The primary cause of poor performance of students during the learning process is confusion. To make online education more effective, it is important to detect confusion in real time. While online education caters to a large number of students simultaneously, it has certain drawbacks in comparison to traditional in-class education. Currently, attempts are being made to enhance communication between instructors and students through interactive tools. Previous work has shown the effectiveness of applying bidirectional LSTM on type of data. I experiment with variations of LSTM as reported in the most recent works to improve on the current state of the art.
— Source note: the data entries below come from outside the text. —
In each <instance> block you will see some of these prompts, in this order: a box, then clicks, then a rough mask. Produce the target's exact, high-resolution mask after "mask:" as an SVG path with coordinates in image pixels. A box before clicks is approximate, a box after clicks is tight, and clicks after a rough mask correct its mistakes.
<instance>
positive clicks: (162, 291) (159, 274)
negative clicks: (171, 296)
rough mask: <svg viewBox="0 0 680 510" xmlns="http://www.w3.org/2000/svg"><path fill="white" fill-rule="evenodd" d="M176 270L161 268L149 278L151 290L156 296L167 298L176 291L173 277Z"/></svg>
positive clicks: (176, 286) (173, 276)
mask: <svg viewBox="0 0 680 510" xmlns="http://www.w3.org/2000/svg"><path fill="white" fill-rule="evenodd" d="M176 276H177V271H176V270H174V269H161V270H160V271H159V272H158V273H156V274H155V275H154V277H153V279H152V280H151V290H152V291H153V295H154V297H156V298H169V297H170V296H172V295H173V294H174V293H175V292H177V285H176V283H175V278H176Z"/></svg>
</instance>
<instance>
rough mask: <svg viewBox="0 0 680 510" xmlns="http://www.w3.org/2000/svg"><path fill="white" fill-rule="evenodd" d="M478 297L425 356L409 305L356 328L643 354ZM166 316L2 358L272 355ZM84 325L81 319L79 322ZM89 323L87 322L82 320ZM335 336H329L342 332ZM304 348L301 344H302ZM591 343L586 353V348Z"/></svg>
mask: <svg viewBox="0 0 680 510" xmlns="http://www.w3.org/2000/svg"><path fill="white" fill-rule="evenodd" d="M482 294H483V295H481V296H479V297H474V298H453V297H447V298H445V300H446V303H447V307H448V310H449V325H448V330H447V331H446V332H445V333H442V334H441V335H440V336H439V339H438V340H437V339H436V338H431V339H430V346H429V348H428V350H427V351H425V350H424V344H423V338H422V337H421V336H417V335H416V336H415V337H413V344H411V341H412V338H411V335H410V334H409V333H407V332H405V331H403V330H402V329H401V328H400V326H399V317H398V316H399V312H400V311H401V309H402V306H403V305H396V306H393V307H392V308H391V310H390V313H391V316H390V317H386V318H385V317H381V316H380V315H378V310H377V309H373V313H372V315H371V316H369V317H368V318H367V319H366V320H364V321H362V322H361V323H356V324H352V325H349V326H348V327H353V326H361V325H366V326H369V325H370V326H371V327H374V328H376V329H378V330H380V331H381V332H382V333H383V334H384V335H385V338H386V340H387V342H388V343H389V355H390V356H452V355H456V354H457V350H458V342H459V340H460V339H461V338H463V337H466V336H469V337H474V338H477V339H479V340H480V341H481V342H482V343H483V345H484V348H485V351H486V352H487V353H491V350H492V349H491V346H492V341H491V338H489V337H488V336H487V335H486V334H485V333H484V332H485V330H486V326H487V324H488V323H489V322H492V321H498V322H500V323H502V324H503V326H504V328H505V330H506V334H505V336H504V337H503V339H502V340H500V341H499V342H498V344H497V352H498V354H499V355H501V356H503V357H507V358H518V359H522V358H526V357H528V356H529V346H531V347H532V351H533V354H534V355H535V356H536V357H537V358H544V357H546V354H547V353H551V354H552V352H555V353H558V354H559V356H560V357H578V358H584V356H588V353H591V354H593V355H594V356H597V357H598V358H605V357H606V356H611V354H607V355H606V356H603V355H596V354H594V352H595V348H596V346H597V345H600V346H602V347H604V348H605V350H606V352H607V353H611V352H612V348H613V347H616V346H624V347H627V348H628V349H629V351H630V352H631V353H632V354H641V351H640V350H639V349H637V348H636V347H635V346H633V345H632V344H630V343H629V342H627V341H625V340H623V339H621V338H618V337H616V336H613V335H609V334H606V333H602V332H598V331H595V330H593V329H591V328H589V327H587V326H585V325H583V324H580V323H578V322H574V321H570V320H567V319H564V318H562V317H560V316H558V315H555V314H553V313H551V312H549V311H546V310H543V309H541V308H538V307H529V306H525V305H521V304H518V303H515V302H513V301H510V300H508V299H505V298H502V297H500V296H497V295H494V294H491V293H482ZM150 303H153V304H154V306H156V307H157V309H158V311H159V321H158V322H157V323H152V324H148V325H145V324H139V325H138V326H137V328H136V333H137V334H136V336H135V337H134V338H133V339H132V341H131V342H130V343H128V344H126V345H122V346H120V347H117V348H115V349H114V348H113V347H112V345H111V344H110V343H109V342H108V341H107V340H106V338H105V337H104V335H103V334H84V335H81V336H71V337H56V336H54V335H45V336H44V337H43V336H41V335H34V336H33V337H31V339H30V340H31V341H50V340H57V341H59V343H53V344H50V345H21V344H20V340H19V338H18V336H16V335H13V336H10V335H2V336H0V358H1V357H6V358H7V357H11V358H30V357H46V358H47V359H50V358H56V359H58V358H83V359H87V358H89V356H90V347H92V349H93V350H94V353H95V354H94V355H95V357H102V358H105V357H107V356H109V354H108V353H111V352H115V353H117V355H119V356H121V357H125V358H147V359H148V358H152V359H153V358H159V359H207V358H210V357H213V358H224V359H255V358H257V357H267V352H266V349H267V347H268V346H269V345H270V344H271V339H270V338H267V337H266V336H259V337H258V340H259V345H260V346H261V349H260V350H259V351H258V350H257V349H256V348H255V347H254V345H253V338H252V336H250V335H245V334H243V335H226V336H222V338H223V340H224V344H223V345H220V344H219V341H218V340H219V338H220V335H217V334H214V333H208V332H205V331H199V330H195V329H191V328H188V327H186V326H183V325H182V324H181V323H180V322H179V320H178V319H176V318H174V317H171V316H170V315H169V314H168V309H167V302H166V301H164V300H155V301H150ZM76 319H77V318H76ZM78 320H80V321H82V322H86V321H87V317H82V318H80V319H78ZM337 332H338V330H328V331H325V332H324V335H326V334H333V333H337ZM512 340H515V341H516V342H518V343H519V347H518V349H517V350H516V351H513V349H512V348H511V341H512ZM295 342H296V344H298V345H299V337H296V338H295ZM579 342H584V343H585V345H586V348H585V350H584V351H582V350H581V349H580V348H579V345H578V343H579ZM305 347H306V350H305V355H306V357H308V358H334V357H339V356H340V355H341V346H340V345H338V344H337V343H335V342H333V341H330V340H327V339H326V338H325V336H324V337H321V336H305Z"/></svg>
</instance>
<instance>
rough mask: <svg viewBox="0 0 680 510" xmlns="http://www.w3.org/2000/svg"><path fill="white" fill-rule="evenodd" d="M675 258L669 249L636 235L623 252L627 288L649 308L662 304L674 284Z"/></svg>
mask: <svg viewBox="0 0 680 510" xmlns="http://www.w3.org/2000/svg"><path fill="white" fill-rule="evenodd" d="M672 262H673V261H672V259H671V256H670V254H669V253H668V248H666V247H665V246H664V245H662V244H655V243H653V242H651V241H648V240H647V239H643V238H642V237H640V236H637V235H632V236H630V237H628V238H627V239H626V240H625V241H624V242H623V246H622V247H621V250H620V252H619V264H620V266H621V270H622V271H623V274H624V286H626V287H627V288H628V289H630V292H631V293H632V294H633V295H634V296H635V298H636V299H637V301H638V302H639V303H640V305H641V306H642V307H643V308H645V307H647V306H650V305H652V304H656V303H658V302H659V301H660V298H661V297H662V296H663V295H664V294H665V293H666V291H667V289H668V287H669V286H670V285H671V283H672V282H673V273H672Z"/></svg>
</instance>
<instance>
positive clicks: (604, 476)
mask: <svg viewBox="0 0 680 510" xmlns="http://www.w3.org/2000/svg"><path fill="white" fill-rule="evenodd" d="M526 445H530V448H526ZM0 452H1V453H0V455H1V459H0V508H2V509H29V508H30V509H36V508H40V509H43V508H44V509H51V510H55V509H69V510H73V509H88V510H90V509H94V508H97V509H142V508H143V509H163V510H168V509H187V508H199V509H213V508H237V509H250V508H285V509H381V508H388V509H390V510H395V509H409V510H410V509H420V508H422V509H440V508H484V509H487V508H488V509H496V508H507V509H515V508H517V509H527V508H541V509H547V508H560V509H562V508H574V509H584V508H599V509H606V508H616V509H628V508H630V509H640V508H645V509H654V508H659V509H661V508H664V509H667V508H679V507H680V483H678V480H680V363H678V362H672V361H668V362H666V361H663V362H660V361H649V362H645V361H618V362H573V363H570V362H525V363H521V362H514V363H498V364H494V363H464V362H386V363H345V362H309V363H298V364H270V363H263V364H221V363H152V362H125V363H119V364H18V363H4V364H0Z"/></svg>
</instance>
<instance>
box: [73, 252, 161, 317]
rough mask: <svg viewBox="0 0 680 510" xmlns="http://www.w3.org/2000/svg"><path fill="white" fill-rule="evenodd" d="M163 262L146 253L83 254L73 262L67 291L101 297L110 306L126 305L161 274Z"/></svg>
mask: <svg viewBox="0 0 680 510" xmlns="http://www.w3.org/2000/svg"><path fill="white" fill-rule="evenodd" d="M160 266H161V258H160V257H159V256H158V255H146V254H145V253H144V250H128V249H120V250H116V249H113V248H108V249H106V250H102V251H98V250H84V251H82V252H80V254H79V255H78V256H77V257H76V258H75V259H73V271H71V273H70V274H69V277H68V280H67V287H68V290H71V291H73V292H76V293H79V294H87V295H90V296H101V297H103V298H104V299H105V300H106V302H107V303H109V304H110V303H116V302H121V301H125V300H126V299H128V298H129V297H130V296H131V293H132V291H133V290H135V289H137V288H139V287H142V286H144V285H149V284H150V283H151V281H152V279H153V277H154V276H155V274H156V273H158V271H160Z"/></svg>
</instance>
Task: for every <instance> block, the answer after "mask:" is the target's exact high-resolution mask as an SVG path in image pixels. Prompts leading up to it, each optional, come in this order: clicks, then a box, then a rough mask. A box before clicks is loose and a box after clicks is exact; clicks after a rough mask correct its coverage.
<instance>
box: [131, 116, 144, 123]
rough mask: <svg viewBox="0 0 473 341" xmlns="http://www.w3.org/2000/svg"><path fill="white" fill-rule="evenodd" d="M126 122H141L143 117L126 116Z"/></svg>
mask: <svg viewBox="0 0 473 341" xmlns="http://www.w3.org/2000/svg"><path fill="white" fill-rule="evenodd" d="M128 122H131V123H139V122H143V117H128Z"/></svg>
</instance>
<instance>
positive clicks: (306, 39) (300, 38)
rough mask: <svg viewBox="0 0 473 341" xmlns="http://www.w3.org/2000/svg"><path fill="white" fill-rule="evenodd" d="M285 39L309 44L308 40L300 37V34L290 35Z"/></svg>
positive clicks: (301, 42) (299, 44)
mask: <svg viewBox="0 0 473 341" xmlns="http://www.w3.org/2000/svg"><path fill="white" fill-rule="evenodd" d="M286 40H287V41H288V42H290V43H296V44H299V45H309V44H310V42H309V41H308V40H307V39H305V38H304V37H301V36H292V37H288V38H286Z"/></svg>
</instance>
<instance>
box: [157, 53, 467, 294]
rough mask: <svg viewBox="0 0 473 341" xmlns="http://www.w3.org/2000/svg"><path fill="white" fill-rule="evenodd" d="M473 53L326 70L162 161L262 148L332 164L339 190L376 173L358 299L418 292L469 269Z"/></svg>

Analysis and Detection of Emotions Expressed Vocally Using Convolutional Neural Networks

Emotion plays a significant role in the way humans understand the true meaning of human-spoken languages. The emotion implicitly expressed by a speaker can change the entire underlying meaning of a sentence. Thus, many studies have investigated methods to identify the speaker’s emotions of spoken languages automatically. This task is very challenging, even for humans, and requires some expertise due to the subtle differences between some emotions (e.g., surprise and anger). Automatic Speech Emotion Recognition (SER) is an application of Artificial Intelligence, where Machine Learning models are used to predict the emotion expressed by speakers (Kerkeni et al., 2019). In this work, we use a hierarchical classification approach to see if it can improve the performance of the classical 1-level classifiers in predicting emotions expressed in speech.